In a stagnant economy where growth is only marginally ahead of population growth there is little scope for sustained increases in the standard of living no matter what else happens.

Framing the issue as inequality eclipses these other aspects that are more critical to addressing the problem of people who can't find viable work. If we had more people like Steve Jobs, Bill Gates, Mark Zuckerberg, Jeff Bezos or Henry Ford in the world it would be a better place -- that is, more prosperity and opportunity for all - even though this would mean a higher Gini co-efficient indicating great inequality.

We just can't say that anything that causes more inequality is bad, because there are things that are good -- such as great inventions by successful entrepreneurs that create new rounds of wealth - that also increase inequality.

For this reason, I prefer to think of the challenge as more shared prosperity. That means more prosperity - and more sharing.

More prosperity requires in the short and medium run means doing something about the so-called "secular stagnation" risks we now face in the US and globally. Above all, the world needs more demand. And you can't get there from austerity.

But even if can break this stasis and reach escape velocity and finally put the financial crisis of 2008-2009 behind us, there is much more that needs to done.

There is plenty of room to strengthen education everywhere, especially in the United States. Almost everywhere, we have focused on one kind of public debt - public deficits and the issuance of government bonds - while ignoring equally or more important deficits.

There is the deficit represented by deferred maintenance of infrastructure and inadequate investment in new infrastructure. There is the deficit created when workers are compensated with promises of future pensions. There is the deficit created when there is significant underinvestment in science and technology. There is the deficit when the government allows its most able workers to be recruited to the private sector because of inadequate compensation.

WORLDPOST: These were all pillars of the growth scene that existed from 1950-1975 in America's golden age?

SUMMERS: Yes, we were investing in these much more productive ways before this last generation. The task or political leadership is to break out of a vicious cycle: Lower trust means less resources for government. Poor performance means lower trust. Less confidence means less preparation for the long-run, which in turn means less confidence in the future. That in turn means a scramble for the spoils now. That means conflict and gridlock.

As we all know, in 1960 John Kennedy was able to stand up in his inaugural address and say "Ask not what your country can do for you, but what you can do for your country."
This was because middle class standards of living has soared over the previous 15 years.

After a generation of middle class malaise, no president today can call on the American public to sacrifice for their country the way Kennedy did. Yet, the need for collective action today to confront our challenges - from climate change to security -- is no less than in Kennedy's day.

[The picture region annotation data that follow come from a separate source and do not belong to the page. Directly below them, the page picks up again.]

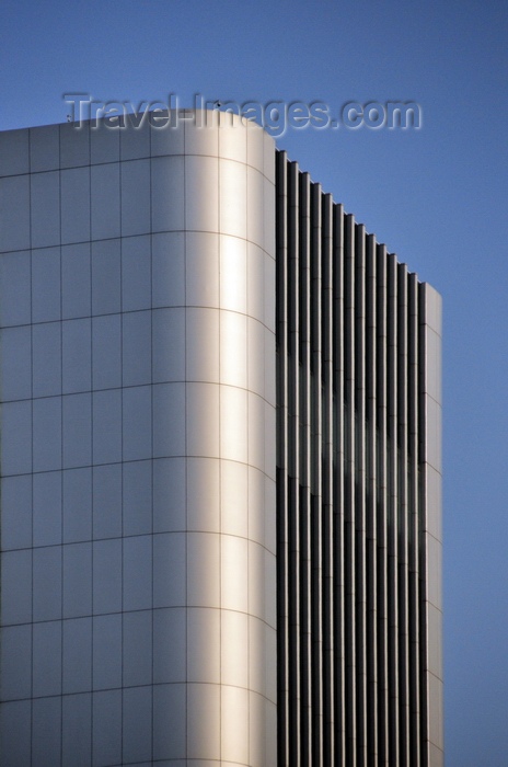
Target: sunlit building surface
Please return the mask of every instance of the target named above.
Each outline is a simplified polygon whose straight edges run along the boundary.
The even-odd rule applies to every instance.
[[[204,116],[0,136],[2,767],[441,766],[439,296]]]

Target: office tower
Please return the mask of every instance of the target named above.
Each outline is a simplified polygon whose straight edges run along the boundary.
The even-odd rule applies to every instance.
[[[2,764],[439,765],[439,297],[172,117],[1,136]]]

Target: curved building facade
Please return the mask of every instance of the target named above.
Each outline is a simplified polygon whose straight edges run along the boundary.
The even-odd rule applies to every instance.
[[[150,119],[0,136],[2,766],[441,765],[439,297]]]

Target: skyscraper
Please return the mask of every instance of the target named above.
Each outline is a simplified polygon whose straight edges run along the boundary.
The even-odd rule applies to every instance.
[[[239,118],[0,157],[2,764],[441,764],[437,294]]]

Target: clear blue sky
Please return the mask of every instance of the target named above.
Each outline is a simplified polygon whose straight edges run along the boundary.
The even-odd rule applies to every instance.
[[[508,7],[3,0],[0,129],[97,100],[415,101],[420,130],[278,140],[444,301],[447,767],[508,764]]]

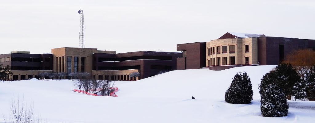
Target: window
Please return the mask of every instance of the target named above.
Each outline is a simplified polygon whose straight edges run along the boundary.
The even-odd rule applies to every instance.
[[[246,57],[245,58],[245,64],[249,64],[249,57]]]
[[[84,57],[81,57],[81,72],[84,72]],[[94,69],[95,70],[95,69]]]
[[[67,72],[71,72],[71,57],[67,57]]]
[[[211,49],[208,48],[208,56],[210,56],[210,52],[211,52]]]
[[[215,54],[215,47],[212,47],[212,54]]]
[[[73,72],[79,72],[79,57],[74,57],[73,61],[73,65],[74,66]]]
[[[235,45],[230,45],[230,53],[235,53]]]
[[[220,46],[218,46],[217,47],[217,54],[220,54]]]
[[[227,53],[227,46],[222,46],[222,53]]]
[[[245,45],[245,52],[249,52],[249,45]]]

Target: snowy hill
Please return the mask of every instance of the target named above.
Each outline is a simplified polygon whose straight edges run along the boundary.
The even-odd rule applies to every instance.
[[[66,80],[5,81],[0,83],[0,115],[8,117],[13,96],[34,103],[49,123],[311,122],[315,102],[289,101],[287,116],[261,115],[258,85],[274,66],[237,67],[221,71],[172,71],[135,81],[117,81],[118,97],[89,96],[71,90]],[[224,95],[238,72],[247,72],[254,100],[231,104]],[[192,100],[194,96],[196,99]],[[0,122],[3,121],[0,117]]]

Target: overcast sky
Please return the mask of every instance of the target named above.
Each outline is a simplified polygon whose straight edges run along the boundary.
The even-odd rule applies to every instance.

WORLDPOST: How did we get into this self-reinforcing malaise?

SUMMERS: Surely the Vietnam War, where elites led us astray played a role. That was the last American war in which the sons of the American middle class were drafted, fought and died.

Surely the betrayals of integrity represented by Watergate. The oil shocks of the 1970s eroded confidence that our economic destiny was within our control. The anti-government ideology and shift to the right of the Reagan years further sapped trust.

WORLDPOST: Ultimately, what you are saying is that only political leadership, not a specific set of policies, can release us from this loop that is bringing us down?

SUMMERS: We are going to need a way of framing a collective strategy for shared success. We will not get there by pitting one group against another as the pie gets smaller. We will also not get there if we fail to recognize the importance of assuring that success is widely shared. We need to make sure that the most able in our society are committed to contributing instead of only exploiting opportunities to prosper.